# Harmonizing Multi-Source Healthcare Data

Time estimate: **20** minutes

## Objectives
After completing this lab, you will be able to:
- Align healthcare datasets from multiple source systems.  
- Clean and standardize patient and encounter identifiers.  
- Map inconsistent terminologies across datasets.  
- Merge EHR, claims, and lab data into a unified view.  
- Resolve unit mismatches during data integration.


## What you will do in this lab
In this lab, you'll clean, standardize, and merge synthetic data from EHRs, insurance claims, and laboratory systems into a harmonized dataset.

You will:

- Load synthetic EHR, claims, and lab datasets.  
- Inspect and clean identifiers used across systems.  
- Standardize codes and terminology differences.  
- Resolve unit inconsistencies in lab measurements.  
- Merge datasets into a harmonized healthcare table.


## Overview
Healthcare data rarely comes from a single system. You will often need to combine information from
EHR systems, insurance claims platforms, and laboratory systems. Each source may use different
identifiers, coding standards, and measurement units. This lab focuses on the practical challenges
of harmonizing these datasets so they can be analyzed together reliably.

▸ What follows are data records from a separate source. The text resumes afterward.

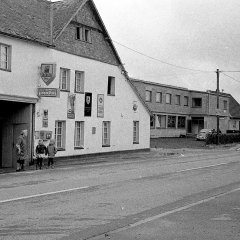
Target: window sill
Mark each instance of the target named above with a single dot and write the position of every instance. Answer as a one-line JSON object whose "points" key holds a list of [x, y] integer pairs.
{"points": [[61, 149], [78, 92], [6, 70], [77, 148], [63, 90]]}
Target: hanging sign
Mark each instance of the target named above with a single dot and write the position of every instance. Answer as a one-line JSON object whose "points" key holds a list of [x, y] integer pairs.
{"points": [[100, 105], [88, 105], [48, 92], [71, 106], [48, 72]]}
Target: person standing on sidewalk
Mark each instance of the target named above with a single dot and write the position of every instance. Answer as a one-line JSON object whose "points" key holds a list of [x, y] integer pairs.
{"points": [[41, 151], [21, 150], [51, 151]]}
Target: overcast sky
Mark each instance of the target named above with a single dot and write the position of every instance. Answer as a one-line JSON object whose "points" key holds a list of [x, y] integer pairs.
{"points": [[196, 34]]}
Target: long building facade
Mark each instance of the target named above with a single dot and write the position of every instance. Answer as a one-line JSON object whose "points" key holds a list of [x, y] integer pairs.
{"points": [[62, 78], [180, 112]]}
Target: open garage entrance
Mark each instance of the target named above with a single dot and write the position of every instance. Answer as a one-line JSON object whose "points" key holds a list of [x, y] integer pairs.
{"points": [[14, 117]]}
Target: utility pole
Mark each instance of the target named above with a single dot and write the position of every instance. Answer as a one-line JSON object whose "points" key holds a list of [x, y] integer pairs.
{"points": [[218, 112]]}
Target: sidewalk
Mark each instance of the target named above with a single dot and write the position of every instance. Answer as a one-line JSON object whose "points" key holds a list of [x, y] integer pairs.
{"points": [[126, 156]]}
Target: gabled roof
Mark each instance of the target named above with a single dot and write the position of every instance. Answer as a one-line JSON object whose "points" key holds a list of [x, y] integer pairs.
{"points": [[63, 12], [234, 107]]}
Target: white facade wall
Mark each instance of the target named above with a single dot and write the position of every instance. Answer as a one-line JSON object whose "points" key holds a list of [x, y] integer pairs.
{"points": [[24, 79]]}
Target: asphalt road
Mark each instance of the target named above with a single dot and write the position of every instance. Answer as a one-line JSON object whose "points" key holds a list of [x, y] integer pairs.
{"points": [[194, 195]]}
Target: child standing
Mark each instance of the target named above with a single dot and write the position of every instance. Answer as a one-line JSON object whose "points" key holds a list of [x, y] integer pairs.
{"points": [[51, 151], [41, 151]]}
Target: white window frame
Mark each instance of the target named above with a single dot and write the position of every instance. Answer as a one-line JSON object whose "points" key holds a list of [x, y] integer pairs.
{"points": [[60, 134], [186, 101], [178, 99], [64, 79], [148, 96], [79, 81], [83, 34], [180, 123], [225, 102], [171, 121], [135, 132], [106, 133], [158, 97], [79, 135], [168, 98], [111, 86], [5, 57], [161, 121]]}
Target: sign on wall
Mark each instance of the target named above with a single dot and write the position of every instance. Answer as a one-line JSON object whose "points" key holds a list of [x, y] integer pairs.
{"points": [[45, 118], [100, 105], [71, 106], [48, 72], [88, 105], [48, 92]]}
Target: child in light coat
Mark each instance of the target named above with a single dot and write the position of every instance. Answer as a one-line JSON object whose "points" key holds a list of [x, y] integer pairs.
{"points": [[40, 153], [51, 151]]}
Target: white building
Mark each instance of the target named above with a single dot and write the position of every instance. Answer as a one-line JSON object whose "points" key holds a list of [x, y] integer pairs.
{"points": [[61, 77]]}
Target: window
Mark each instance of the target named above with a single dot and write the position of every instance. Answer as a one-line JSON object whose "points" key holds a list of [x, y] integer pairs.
{"points": [[152, 121], [224, 105], [60, 132], [135, 132], [171, 121], [234, 123], [106, 134], [159, 97], [5, 57], [79, 82], [168, 98], [161, 121], [111, 86], [196, 102], [148, 96], [181, 122], [83, 34], [64, 79], [185, 100], [177, 100], [79, 135]]}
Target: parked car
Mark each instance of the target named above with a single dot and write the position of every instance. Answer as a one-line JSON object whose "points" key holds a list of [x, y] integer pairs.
{"points": [[202, 135]]}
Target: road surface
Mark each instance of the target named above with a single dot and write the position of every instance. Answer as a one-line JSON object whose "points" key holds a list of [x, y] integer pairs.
{"points": [[140, 196]]}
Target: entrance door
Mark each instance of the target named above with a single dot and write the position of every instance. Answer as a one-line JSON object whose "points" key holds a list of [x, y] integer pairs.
{"points": [[1, 145], [17, 128]]}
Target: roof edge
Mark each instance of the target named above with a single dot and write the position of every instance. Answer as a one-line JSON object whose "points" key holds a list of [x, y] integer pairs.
{"points": [[27, 39]]}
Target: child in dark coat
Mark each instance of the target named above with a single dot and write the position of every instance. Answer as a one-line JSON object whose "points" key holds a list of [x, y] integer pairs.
{"points": [[51, 151], [40, 153]]}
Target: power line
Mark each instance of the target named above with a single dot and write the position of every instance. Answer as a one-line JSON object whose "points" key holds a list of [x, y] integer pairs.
{"points": [[230, 77], [170, 64]]}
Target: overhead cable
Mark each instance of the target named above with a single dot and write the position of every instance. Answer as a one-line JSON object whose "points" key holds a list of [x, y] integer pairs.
{"points": [[167, 63]]}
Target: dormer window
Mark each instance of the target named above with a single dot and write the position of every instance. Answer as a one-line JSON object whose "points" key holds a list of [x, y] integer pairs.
{"points": [[83, 34]]}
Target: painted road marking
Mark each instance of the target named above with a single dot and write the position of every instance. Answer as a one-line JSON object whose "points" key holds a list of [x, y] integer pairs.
{"points": [[43, 194], [209, 166], [147, 220]]}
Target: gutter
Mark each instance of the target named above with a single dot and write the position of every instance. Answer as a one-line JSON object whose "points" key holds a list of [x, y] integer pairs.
{"points": [[27, 39]]}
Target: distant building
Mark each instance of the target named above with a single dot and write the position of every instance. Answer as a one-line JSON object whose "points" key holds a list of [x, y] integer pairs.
{"points": [[61, 78], [179, 111], [234, 123]]}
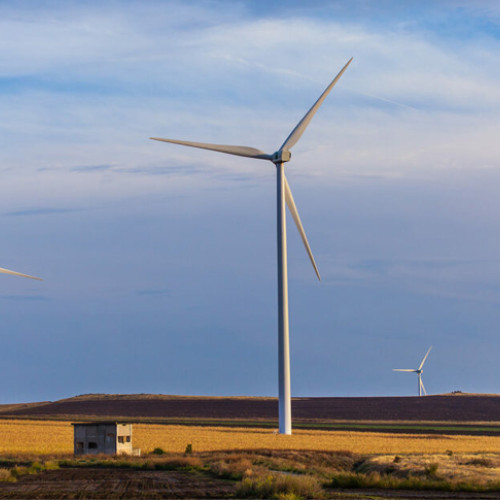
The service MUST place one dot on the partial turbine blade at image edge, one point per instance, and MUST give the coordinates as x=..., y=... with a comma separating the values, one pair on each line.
x=297, y=132
x=425, y=357
x=7, y=271
x=295, y=214
x=245, y=151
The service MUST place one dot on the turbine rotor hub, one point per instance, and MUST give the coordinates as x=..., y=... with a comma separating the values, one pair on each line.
x=281, y=156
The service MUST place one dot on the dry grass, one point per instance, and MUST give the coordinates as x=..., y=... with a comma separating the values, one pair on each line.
x=56, y=438
x=175, y=438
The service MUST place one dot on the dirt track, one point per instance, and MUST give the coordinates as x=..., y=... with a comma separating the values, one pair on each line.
x=456, y=408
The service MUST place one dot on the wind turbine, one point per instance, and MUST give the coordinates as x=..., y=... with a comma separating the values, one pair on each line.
x=418, y=371
x=284, y=195
x=8, y=271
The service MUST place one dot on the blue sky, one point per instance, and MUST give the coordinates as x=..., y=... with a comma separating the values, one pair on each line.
x=159, y=262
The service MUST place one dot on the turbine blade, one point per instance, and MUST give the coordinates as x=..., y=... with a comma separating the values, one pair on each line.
x=422, y=385
x=295, y=214
x=7, y=271
x=221, y=148
x=297, y=132
x=425, y=357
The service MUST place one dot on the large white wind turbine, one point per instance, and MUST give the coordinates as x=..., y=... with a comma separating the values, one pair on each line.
x=8, y=271
x=284, y=195
x=418, y=371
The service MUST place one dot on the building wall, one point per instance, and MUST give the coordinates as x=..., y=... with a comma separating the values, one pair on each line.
x=103, y=438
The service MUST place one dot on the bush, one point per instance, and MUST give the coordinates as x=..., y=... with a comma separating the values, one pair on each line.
x=279, y=486
x=5, y=475
x=431, y=470
x=235, y=469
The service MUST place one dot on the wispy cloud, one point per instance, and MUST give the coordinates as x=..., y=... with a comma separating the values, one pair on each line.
x=41, y=211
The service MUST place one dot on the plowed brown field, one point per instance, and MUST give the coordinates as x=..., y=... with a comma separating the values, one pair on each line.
x=443, y=408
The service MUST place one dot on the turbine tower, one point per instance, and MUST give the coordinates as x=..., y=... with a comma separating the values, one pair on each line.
x=418, y=371
x=284, y=195
x=8, y=271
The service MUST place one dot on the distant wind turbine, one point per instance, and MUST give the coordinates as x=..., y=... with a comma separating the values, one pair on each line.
x=418, y=371
x=284, y=195
x=7, y=271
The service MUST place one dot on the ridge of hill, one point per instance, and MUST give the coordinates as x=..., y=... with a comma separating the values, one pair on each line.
x=437, y=408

## About the dataset/environment
You will work with **three synthetic datasets** representing common healthcare data sources:
- EHR data with patient demographics and encounters  
- Claims data with billing and diagnosis codes  
- Lab data with test results and measurement units  

The datasets intentionally include mismatched identifiers, inconsistent codes, and unit differences.


## Setup

In [None]:
# This cell loads multi-source healthcare datasets from CSV files.
# It ensures the lab is file-driven, reproducible, and realistic.

import pandas as pd

# -----------------
# Load EHR dataset
# -----------------
ehr_df = pd.read_csv("https://fundamentals-of-healthcare-data-science-858397.gitlab.io/labs/lab3/ehr_data.csv")

# --------------------
# Load Claims dataset
# --------------------
claims_df = pd.read_csv("https://fundamentals-of-healthcare-data-science-858397.gitlab.io/labs/lab3/claims_data.csv")

# -----------------
# Load Labs dataset
# -----------------
labs_df = pd.read_csv("https://fundamentals-of-healthcare-data-science-858397.gitlab.io/labs/lab3/labs_data.csv")




In [None]:
# Display ehr dataset
ehr_df.head()

In [None]:
# Display claims dataset
claims_df.head()

In [None]:
# Display lab dataset
labs_df.head()

## Step 1: Inspect identifier differences across sources
In this step, you will compare how patients are identified across EHR, claims, and lab systems.
This helps understand why records do not automatically align.

**Why this matters in healthcare:** Inconsistent identifiers are one of the most common causes of failed data integration.


In [None]:

# This cell displays patient identifiers from each dataset.
# Reviewing identifiers helps identify formatting differences early.

print(ehr_df["ehr_patient_id"], claims_df["claims_member_id"], labs_df["lab_patient_id"])


## Step 2: Clean and standardize patient identifiers
Here, you will clean and standardize patient identifiers so they follow a common format.
This is a prerequisite for merging datasets reliably.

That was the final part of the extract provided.